- Active: 1916-19 1940 1944
- Country: United Kingdom
- Branch: Royal Flying Corps Royal Air Force
- Type: Sector Previously Wing

= No. 22 Sector RAF =

No. 22 Sector RAF is a former Royal Air Force Sector that was operational during both the First and the Second World Wars.

==First World War==

22nd Army Wing RFC was formed on 14 September 1916 within 5th Brigade at Vert Galant, moving to Bertangles, Toutencourt, Houtkerque, La Lovie, St. Andre-Aux-Bosi, Proyart, Villers-Carbonnel, Flez, Roye, Tutencourt, Vaux-En-Amienois, Honnechy, Reumont, Assogne & Chateau Otrogue. It was redesignated to 9th Wing on 20 May 1919.

It controlled multiple squadrons including: 18, 19, 20, 23, 24, 28, 29, 32, 41, 46, 48, 49, 54, 57, 65, 70, 80, 84, 85, 92, 101, 201, 205, 208, 209, 211, 3 RNAS, 8 RNAS, 10 RNAS, 2nd AFC & 17th Aero.

==Second World War==

No. 22 Wing Servicing Wing RAF was active until 1 August 1940 at RAF Aldergrove where it was disbanded during December 1941.

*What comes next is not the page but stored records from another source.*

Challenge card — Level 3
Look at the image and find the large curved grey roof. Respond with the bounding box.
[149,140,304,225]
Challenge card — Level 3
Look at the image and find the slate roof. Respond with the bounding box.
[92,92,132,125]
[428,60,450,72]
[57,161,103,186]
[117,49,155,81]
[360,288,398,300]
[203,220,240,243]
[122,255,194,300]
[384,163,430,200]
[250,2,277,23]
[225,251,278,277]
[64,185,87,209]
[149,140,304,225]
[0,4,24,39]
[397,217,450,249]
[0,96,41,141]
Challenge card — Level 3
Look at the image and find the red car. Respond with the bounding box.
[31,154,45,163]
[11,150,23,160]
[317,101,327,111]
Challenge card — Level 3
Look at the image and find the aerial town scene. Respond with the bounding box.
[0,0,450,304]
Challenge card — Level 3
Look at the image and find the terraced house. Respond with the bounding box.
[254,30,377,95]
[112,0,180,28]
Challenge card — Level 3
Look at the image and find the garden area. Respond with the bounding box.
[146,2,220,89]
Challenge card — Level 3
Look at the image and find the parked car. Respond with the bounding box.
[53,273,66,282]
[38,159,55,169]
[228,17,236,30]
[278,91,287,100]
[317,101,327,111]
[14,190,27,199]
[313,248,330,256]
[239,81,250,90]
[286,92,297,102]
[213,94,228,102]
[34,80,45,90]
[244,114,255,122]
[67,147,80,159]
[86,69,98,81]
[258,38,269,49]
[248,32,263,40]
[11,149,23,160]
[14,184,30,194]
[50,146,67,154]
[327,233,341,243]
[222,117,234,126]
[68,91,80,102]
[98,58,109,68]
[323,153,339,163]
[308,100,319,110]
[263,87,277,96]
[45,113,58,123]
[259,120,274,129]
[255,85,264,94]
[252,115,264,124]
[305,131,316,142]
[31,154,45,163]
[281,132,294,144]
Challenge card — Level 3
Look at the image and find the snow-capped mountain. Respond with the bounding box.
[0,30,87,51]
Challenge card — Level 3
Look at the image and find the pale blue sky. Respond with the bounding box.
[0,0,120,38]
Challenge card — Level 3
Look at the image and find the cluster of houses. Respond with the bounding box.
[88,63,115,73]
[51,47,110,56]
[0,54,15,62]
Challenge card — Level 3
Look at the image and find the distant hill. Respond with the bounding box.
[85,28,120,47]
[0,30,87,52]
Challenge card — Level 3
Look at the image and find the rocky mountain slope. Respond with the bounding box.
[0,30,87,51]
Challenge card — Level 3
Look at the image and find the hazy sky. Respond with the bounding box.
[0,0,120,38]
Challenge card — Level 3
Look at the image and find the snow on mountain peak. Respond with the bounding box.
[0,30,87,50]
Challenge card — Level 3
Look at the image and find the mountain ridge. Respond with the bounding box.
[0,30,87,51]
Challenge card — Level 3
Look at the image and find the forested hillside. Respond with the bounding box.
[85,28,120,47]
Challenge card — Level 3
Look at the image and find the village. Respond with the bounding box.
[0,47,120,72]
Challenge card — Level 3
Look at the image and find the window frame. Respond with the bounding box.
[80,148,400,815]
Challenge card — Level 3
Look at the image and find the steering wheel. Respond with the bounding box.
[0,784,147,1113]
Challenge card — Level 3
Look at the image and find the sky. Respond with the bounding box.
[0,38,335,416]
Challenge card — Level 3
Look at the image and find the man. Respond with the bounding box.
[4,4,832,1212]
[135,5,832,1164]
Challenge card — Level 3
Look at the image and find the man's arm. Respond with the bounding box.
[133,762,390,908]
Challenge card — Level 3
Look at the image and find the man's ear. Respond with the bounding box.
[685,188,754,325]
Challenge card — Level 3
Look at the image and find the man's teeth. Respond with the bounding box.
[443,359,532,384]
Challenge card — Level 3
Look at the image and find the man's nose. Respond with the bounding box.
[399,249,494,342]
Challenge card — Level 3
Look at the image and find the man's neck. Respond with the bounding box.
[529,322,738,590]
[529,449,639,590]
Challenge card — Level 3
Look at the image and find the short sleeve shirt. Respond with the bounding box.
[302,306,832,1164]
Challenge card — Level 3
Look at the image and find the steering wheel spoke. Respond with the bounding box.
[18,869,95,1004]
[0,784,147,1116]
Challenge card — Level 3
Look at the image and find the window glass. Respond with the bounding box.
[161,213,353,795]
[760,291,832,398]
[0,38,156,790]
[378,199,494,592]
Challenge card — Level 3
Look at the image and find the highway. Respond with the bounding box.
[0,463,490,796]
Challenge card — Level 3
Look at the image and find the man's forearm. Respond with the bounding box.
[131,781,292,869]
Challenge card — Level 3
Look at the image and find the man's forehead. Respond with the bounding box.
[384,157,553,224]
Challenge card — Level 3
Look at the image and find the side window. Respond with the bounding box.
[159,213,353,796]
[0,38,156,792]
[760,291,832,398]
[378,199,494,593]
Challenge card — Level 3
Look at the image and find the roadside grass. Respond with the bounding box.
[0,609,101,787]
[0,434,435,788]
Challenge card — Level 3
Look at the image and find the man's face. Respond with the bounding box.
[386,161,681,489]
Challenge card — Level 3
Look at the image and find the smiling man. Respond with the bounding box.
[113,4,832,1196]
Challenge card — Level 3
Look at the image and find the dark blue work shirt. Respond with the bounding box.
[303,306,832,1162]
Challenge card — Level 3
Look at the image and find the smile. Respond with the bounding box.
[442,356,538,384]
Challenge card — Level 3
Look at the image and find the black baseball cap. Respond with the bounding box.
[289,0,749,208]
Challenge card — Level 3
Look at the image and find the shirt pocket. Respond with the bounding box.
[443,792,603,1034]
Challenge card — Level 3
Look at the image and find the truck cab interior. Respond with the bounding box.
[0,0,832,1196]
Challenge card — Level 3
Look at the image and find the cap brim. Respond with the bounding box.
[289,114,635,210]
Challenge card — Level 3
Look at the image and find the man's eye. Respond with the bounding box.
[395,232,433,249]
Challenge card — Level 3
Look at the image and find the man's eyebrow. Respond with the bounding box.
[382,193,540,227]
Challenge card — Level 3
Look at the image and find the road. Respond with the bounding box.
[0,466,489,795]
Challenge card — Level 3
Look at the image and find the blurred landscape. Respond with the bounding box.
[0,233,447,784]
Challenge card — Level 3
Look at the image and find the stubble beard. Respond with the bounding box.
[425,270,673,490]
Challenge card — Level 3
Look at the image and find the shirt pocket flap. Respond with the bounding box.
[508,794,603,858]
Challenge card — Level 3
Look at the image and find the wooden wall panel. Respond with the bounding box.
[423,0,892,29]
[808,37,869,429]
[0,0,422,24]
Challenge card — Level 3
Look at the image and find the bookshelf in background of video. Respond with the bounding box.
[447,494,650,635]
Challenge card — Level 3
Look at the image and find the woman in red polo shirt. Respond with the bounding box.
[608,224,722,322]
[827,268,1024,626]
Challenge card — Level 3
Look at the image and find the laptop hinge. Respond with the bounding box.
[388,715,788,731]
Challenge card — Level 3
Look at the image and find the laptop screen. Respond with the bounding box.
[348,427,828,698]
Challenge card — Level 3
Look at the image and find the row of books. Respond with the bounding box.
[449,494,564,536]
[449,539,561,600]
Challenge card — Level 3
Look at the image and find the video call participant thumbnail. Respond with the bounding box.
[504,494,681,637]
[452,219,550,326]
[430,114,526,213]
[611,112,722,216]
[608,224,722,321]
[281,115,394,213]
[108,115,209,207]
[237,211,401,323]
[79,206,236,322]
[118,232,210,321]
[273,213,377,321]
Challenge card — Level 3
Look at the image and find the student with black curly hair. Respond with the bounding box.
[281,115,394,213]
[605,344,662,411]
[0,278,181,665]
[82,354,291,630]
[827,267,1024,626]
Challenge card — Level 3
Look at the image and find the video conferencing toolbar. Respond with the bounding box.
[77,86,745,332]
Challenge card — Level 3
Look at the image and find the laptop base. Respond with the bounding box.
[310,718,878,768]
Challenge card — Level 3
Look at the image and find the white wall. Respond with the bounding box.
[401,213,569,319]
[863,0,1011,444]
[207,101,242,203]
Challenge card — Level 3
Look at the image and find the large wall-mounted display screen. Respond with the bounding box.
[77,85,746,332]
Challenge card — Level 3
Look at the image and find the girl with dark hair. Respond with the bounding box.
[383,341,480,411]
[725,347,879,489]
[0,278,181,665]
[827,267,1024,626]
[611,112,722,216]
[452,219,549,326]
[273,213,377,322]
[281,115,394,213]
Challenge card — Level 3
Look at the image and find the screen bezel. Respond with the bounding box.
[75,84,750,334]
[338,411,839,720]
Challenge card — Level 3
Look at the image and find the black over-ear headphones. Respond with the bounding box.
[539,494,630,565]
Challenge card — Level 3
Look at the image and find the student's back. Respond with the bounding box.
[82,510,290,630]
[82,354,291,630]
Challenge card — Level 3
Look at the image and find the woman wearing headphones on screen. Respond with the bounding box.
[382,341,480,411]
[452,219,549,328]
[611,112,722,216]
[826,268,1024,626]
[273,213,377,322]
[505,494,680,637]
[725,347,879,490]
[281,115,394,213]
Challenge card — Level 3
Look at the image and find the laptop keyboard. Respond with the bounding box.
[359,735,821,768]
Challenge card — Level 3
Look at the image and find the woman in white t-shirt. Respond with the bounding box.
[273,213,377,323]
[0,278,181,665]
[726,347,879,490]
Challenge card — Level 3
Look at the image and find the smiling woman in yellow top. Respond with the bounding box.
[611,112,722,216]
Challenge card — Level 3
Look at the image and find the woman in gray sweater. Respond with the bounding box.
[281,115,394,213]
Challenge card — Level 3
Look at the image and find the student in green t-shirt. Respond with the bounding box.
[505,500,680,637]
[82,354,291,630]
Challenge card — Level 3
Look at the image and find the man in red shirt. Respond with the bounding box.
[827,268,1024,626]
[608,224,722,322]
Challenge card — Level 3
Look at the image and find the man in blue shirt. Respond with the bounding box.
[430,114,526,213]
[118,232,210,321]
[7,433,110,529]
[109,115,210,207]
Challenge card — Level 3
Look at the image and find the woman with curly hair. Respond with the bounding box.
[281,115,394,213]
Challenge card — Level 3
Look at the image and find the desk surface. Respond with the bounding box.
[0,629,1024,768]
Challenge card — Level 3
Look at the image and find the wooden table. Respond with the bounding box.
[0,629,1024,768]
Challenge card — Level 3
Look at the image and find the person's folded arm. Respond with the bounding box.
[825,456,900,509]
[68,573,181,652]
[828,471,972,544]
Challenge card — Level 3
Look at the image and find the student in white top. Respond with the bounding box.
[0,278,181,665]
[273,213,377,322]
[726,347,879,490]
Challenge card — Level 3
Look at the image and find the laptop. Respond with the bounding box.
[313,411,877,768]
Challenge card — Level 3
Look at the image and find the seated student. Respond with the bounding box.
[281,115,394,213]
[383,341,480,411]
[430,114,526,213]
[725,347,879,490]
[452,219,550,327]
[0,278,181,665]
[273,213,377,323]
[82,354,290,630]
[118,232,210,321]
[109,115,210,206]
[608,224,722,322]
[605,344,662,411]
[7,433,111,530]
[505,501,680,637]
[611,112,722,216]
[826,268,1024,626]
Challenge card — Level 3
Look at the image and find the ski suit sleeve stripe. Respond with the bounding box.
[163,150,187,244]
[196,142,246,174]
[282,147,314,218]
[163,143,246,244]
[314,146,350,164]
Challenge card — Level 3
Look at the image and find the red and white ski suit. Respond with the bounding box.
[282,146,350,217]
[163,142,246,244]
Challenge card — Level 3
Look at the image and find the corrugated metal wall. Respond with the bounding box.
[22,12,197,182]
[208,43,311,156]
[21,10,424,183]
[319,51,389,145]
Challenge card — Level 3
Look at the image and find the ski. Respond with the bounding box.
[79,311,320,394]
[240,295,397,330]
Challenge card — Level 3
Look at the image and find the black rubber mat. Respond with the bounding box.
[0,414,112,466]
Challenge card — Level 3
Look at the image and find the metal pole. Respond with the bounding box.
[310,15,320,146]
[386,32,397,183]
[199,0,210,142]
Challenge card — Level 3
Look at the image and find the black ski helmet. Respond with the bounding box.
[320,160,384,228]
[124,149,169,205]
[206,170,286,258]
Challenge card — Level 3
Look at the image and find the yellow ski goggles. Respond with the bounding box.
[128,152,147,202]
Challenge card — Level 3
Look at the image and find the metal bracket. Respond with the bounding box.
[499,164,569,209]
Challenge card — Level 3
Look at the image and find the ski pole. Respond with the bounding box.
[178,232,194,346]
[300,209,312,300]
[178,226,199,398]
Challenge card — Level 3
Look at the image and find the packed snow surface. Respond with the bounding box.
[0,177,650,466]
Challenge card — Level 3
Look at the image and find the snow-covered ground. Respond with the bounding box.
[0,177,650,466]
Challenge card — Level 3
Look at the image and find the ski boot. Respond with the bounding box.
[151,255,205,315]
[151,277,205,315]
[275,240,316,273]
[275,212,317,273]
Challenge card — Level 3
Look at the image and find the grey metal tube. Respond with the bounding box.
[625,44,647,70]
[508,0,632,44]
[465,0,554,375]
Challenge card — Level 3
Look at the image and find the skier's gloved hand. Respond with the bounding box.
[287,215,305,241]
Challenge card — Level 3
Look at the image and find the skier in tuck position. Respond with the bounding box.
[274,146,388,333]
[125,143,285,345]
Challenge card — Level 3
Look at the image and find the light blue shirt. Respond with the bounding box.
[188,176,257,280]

No. 22 (RCAF) (Fighter) Wing RAF was formed during January 1944 at RAF Ayr within No. 83 Group RAF controlling:
- No. 121 Airfield Headquarters RAF (from 16 April 1944)
- No. 124 Airfield Headquarters RAF (from 16 April 1944)
- No. 143 Airfield Headquarters RAF
- No. 144 Airfield Headquarters RAF (14 February 1944 to 16 April 1944)
The wing moved to RAF Digby on 21 February 1944, then to RAF Hurn on 17 March 1944. It moved to RAF Westhampnett on 26 March 1944 then returned to Hurn on 16 April 1944 and was disbanded on 12 May 1944.

No. 22 (Fighter) Sector RAF was formed on 12 May 1944 at RAF Hurn controlling:
- No. 121 (Rocket Projectile) Wing RAF
- No. 124 (Rocket Projectile) Wing RAF
- No. 143 (RCAF) (Fighter) Wing RAF
The sector moved to B.5 Le Fresnoy on 16 June 1944 and was disbanded still at Le Fresnoy on 12 July 1944.